TSE:MG
This summary was created by AI, based on 5 opinions in the last 12 months.
Magna International (MG-T) has had a tumultuous journey, with heavy investments in electric vehicles (EVs) in 2021 not yielding the expected demand, resulting in significant challenges and the impact of tariffs. However, the company has managed to address its issues with Chinese OEMs and is currently experiencing a notable market share increase in smart door handles and driverless systems. Recent financial results have surprised analysts positively, indicating a strong recovery, although concerns over the continuity of this momentum exist due to potential headwinds from the CUSMA agreement. The auto supply chain’s complexities suggest that investors should assess the cyclical nature of the industry carefully while considering ownership of the stock, especially as it could face further volatility tied to economic conditions and tariff discussions.
One of Canada’s biggest industrial companies. Relatively cheap at 11 or 12 times earnings, a 30% discount to the market. They are positioned to participate in both driverless and electric vehicles, and will get that share of the business. He is not overly concerned about the affect of NAFTA on this company.
Recently sold this at around $70. This is mainly over a few concerns. Is the auto cycle starting to peak and decelerate a little? Secondly, where are the NAFTA talks going to go? Still a pretty cheap name from a fundamental standpoint, trading at about 9X Forward Earnings, but from a risk perspective, he would rather own other names.
This is back to where it was about 2 years ago. The company has quite a bit of exposure to Europe, which is very encouraging. That is where a lot of gains are coming from. Unfortunately, the NAFTA negotiations are still a big question mark. It’s a name he is reluctant to own. Every time he has looked at it, he has thought it a bit overvalued.
Doesn’t own any auto stocks, but if he were going to own one, it would be this. Very well run and the market leader. Auto sales in the US have plateaued for now, but have plateaued at a high rate. European auto sales are growing. The NAFTA worries are overhanging the prices of Canadian autos, but if you are an investor, it’s a decent buy here.
In consumer and consumer cyclicals, he’s been focused on travel and leisure and home construction. The auto sector has come around over the last few months. Within the auto sector, this is really attractive. They are going from about $2 billion in revenue from assembling full cars, to probably $7 billion by 2019, a 45% growth. About 35% of business comes from Europe. Generates a lot of free cash and has very good dividend growth. The stock is technically strong.
(A Top Pick Feb 21/17. Up 16%.) This is going to pay off more in the coming year. Earnings are going up and it has a great balance sheet. Trading at 8X next year’s earnings and 5X EV to EBITDA. It’s the 2nd biggest auto parts company globally and is really well positioned. Pays a small 2% yield that increases every year.

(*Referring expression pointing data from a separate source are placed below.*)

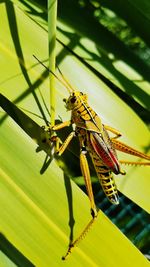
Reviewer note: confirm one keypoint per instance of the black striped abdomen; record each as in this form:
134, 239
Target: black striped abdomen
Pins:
106, 179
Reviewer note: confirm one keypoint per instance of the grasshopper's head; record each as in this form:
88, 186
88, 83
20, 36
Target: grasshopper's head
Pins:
75, 99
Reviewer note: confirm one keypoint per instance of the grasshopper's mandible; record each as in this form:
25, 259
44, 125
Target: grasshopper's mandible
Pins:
94, 139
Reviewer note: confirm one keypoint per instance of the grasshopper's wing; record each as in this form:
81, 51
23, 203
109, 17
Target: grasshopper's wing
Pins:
103, 147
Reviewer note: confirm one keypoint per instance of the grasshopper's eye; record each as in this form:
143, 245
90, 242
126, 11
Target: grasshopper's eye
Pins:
73, 99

Has done a good job of adapting to all the peak auto concerns and autonomous cars. There is still going to be a demand for cars regardless, and this company can supply the parts. The balance sheet remains strong. They are buying back shares as well as having a dividend. Still a pretty cheap company. The premier manufacturing company.

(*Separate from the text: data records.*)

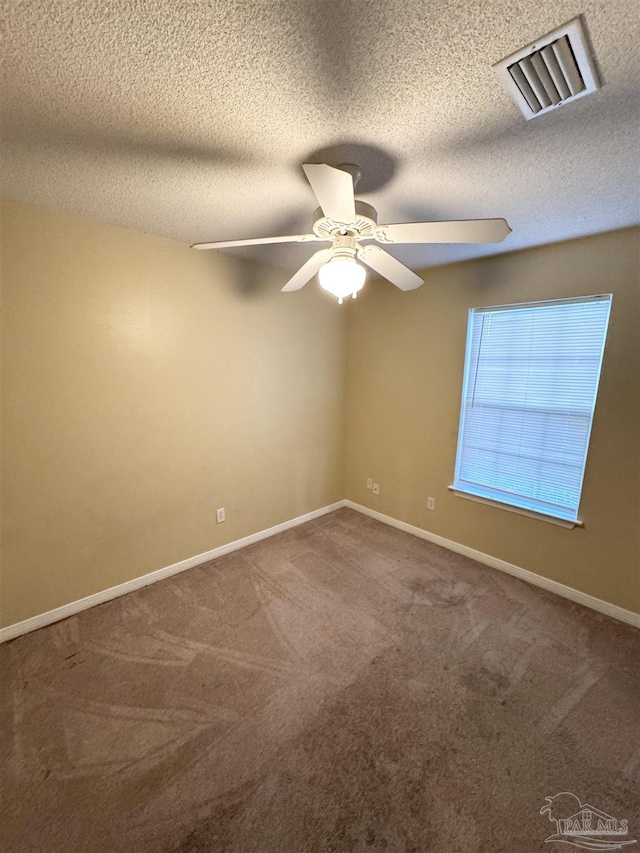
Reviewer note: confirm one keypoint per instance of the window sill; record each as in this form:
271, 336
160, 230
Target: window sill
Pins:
560, 522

Had very good earnings. Everybody was talking about the NA car market peaking out, which he thought it did in 2015, but not very fast. The company is threatened by changes in NAFTA. They have plants equally in Canada, Mexico and the US, roughly 17 plants in each country. Has a fully integrated supply network across those 2 borders. If NAFTA talks fail, no one knows what is going to happen. Readjusting to a NAFTA-less world would be difficult for the entire auto industry. They are well positioned for any changes in the auto industry.

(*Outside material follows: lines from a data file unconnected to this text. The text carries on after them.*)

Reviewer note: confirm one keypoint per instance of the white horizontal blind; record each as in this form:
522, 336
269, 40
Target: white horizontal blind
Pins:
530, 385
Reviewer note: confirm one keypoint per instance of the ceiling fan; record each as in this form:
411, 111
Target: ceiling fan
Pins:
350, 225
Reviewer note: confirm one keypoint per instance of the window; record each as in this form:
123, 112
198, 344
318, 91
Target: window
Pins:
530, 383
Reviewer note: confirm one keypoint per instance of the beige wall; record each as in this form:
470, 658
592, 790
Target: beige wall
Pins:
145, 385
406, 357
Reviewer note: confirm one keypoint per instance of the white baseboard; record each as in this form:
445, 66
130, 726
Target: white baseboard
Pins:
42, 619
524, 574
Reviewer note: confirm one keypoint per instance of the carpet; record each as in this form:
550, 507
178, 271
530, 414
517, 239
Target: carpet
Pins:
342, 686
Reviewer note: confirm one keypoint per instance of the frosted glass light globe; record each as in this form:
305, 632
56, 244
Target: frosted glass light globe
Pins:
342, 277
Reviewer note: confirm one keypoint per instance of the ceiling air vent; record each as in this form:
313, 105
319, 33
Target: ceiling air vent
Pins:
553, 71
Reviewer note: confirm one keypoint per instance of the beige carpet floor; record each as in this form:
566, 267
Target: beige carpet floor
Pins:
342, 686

He is still modelling growth at 12% compounded annually over the next couple of years. A solid balance sheet, so there is still some M&A potential. In Q2, they upped their sales and the free cash flow forecast. Q3 is going to be strong again. The Canadian manufacturers are still a lot cheaper than the US. Trading at around 8X versus its peers at around 8.3X. There is some uncertainty with NAFTA.
Remember that a chart just shows you what other people have done, and gives you a clue as to what other people are thinking. This was in an uptrend and then fell out of favour. Chart shows that starting in 2016, it has been in an upward channel. In 2015, this paused out around $73-$74. You have to remember that people bought there and will want to get their money back, so there is going to be some selling pressure. It has to get through those sellers to go on to new heights. He would continue to own it, but be cautious around that old high level.